In response to the recent wave of concern over the potentially lethal side effects of smoking synthetic cannabinoids, the Livingston County Health Department is warning people not to smoke the drug known colloquially as “spice,” “K2” and “fake weed.” At least two people around the state have died from a new and dangerous batch going around — one that contains brodifacoum, a chemical often used in rat poison.

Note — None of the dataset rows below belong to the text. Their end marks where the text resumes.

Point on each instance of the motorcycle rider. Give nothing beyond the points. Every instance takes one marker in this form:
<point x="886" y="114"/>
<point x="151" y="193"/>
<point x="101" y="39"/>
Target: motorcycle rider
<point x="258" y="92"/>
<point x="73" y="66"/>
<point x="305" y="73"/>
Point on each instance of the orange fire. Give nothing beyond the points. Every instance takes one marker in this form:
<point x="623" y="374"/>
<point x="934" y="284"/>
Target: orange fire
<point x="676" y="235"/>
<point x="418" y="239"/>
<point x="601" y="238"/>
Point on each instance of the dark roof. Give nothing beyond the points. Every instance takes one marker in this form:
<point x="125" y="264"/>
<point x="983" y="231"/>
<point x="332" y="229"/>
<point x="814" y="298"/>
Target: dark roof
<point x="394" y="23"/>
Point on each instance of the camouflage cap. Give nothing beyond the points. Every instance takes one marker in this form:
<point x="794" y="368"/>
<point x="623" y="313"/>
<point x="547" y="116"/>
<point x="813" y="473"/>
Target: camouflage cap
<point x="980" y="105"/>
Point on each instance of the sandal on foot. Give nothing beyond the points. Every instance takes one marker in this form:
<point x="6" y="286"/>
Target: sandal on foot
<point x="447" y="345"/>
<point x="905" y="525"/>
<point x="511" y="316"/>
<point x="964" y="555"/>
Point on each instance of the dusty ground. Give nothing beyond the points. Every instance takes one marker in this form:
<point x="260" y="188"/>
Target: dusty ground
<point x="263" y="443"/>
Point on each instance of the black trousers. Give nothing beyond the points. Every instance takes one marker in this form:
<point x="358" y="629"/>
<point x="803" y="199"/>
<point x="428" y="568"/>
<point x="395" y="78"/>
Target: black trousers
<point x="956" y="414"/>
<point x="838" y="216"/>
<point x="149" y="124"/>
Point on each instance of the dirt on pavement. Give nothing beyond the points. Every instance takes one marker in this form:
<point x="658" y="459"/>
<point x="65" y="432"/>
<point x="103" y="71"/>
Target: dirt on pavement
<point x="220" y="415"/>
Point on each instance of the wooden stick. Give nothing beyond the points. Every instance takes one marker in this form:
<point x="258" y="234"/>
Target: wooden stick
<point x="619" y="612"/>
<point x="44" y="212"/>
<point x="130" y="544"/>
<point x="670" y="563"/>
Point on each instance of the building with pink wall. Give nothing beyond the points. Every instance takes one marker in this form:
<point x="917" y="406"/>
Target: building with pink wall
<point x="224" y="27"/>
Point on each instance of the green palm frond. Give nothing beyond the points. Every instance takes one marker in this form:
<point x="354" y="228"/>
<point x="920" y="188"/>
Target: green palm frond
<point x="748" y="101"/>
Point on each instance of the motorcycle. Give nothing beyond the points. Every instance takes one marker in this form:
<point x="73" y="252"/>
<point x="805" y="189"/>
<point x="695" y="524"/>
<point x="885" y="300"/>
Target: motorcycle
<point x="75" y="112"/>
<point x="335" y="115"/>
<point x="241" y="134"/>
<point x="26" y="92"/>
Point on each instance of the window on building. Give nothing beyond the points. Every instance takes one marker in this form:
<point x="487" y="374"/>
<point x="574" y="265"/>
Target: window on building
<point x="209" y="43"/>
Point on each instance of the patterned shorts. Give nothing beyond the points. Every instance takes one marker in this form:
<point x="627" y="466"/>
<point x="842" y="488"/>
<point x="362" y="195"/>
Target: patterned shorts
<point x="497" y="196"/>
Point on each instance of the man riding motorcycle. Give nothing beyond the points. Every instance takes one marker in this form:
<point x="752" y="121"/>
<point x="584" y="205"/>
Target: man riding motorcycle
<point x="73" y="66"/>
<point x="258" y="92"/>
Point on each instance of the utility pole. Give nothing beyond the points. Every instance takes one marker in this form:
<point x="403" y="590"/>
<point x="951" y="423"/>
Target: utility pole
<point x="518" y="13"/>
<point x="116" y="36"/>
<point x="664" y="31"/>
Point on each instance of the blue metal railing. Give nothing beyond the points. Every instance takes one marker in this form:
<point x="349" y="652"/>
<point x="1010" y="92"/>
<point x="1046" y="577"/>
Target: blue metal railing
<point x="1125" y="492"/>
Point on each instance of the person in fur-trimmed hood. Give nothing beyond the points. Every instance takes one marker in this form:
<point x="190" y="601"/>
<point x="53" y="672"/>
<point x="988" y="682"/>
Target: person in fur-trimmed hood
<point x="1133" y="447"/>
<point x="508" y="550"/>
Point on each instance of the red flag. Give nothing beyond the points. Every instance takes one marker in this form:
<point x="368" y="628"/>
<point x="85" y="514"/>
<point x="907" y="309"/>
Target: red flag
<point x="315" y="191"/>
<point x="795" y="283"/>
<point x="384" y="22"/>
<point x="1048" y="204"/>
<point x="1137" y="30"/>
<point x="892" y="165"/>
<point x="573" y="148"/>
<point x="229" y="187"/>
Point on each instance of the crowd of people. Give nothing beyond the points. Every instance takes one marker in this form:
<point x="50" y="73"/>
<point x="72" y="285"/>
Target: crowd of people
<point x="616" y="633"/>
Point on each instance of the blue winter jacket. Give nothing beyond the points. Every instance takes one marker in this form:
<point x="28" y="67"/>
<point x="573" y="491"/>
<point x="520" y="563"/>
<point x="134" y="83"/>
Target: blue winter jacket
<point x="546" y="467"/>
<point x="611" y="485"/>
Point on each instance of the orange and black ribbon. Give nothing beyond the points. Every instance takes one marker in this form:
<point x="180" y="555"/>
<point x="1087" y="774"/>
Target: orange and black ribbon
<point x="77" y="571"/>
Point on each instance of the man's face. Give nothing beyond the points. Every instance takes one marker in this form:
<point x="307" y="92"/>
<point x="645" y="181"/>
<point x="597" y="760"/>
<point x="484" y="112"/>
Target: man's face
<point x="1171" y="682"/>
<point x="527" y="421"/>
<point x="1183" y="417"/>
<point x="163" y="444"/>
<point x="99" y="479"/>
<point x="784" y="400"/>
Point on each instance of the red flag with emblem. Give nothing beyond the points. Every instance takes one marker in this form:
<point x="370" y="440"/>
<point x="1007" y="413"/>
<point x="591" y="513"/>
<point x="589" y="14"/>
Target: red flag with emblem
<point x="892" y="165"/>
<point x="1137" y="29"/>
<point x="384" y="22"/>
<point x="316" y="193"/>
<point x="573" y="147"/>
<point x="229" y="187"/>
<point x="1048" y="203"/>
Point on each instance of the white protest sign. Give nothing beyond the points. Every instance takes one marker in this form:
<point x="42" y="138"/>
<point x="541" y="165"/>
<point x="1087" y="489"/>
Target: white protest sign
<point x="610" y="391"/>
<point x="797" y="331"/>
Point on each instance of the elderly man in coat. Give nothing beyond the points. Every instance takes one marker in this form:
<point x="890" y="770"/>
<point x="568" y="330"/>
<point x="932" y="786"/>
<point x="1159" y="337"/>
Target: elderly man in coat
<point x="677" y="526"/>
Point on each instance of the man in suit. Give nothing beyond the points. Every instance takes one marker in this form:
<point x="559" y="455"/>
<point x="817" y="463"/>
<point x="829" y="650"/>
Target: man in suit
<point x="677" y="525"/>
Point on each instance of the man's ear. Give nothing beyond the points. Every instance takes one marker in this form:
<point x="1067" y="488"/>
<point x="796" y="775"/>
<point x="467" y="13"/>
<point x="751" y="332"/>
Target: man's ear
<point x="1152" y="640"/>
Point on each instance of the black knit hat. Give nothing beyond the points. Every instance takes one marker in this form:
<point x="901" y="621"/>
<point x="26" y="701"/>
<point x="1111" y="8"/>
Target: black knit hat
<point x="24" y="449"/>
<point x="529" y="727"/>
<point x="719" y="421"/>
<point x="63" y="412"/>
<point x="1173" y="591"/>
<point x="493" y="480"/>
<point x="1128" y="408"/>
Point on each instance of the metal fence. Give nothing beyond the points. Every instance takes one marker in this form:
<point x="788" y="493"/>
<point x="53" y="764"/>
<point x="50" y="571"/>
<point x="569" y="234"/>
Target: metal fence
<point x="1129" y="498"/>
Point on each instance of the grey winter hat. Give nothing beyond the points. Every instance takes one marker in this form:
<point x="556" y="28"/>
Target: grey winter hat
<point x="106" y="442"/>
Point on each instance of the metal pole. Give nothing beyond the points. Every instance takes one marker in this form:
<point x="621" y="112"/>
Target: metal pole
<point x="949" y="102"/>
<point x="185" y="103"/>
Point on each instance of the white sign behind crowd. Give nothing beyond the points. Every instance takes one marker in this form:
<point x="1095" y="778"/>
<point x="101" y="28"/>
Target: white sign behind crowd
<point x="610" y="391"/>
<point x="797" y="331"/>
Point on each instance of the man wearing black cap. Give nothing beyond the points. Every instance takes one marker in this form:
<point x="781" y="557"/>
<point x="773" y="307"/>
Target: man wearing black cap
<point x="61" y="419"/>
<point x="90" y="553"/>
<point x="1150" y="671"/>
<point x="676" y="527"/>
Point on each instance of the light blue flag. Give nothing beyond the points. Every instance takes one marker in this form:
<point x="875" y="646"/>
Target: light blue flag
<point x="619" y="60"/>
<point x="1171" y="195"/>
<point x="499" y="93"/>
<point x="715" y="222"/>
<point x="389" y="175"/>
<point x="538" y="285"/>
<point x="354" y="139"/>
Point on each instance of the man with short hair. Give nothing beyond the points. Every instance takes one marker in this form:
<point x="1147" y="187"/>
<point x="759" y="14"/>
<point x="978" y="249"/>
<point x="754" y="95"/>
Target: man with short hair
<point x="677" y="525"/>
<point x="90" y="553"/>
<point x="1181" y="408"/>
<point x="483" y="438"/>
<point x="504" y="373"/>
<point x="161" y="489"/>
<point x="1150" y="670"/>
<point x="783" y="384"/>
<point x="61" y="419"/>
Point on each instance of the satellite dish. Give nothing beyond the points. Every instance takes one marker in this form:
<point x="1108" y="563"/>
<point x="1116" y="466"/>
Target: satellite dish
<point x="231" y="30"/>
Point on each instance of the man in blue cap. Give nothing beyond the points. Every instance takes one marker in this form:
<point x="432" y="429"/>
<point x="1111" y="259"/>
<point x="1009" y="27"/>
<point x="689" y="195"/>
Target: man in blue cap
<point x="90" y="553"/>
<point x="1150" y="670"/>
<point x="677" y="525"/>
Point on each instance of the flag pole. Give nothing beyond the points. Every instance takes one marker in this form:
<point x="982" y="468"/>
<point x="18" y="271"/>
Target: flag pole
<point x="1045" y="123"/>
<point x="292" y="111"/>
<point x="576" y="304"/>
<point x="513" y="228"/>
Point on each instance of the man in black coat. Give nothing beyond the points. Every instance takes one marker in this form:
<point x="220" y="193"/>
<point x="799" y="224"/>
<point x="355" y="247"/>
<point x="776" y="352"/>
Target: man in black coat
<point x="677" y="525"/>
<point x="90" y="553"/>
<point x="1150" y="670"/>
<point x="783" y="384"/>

    As of April 6, the most recent report from the Illinois Department of Public Health suggests that there have been at least 95 cases of suspected synthetic cannabis use since March 7, including the deaths of two in Cook County and Kane County. While there were at least 25 cases in each of Chicago, Peoria and Tazewell County, there were also reported cases within Livingston County’s neighbors: two in Kankakee County and one in McLean.
    Pontiac Police Maj. Dan Davis said that, as of yet, there had been no reported or suspected cases of synthetic cannabinoid poisonings in Pontiac. MaLinda Hill, administrator of the Livingston County Health Department, said that she had not yet seen signs of usage in the wider county, either.
    But given the cannabinoid’s proximity to the area, the county’s health department warned that some victims have experienced severe bleeding, such as coughing up blood, having blood in the urine, experiencing severe bloody noses and/or having bleeding gums after using synthetic cannabinoids. Several of these cases have tested positive for brodifacoum, a lethal anticoagulant often used as a rodenticide, or rat poison.
    “While Livingston County has not seen any cases of severe bleeding caused by synthetic cannabinoid use yet, the number of people experiencing severe bleeding after using the synthetic drug is still increasing in the region,” the Livingston County Health Department stated in a release. “We will continue to work with state and federal public health officials to try to identify common products and where it’s coming from. We strongly urge everyone not to use synthetic cannabinoids.”
    The LCHD said that synthetic cannabinoids are manmade, mind-altering chemicals that are sprayed on to dried plant material, and that they can be smoked or sold as liquids to be vaporized in e-cigarettes and other devices; the chemicals are referred to as cannabinoids because they are similar to chemicals found in the marijuana plant, the health department added, but noted that the health effects from using synthetic cannabinoids, even without rat poison, can be unpredictable, harmful and deadly.
    The now-national notoriety of Illinois’s fake marijuana laced with rat poison is not necessarily a new story — rather, it’s a tragic twist on an old one: at the turn of the decade, synthetic cannabinoids were a legal product, albeit one with a dubious reputation. After the death of Aurora teen Max Dobner in June 2011, the state began cracking down, enacting Max’s Law in 2012 that outlawed possession of synthetic marijuana.
    However, the chemists of the illegal drugs have used and continue to use legal loopholes extant in many states that allows the cannabinoids to be chemically altered just enough to avoid the bans. And perhaps an imposter pot crafted with rat poison is the latest consequence — or just the tip of the iceberg.
    “Anytime you have a lethal anticoagulant, it is very dangerous, medically speaking, because you could bleed to death very easily,” she said. “Drugs change, and people change drugs so that they can make money off of them. When you’re desperate to purchase drugs, it’s very difficult to know what it is, exactly, that you’re purchasing.
    “So family members need to watch, and if you notice that someone is bleeding more in general, or is passed out and is bleeding, call the ambulance and get help right away.”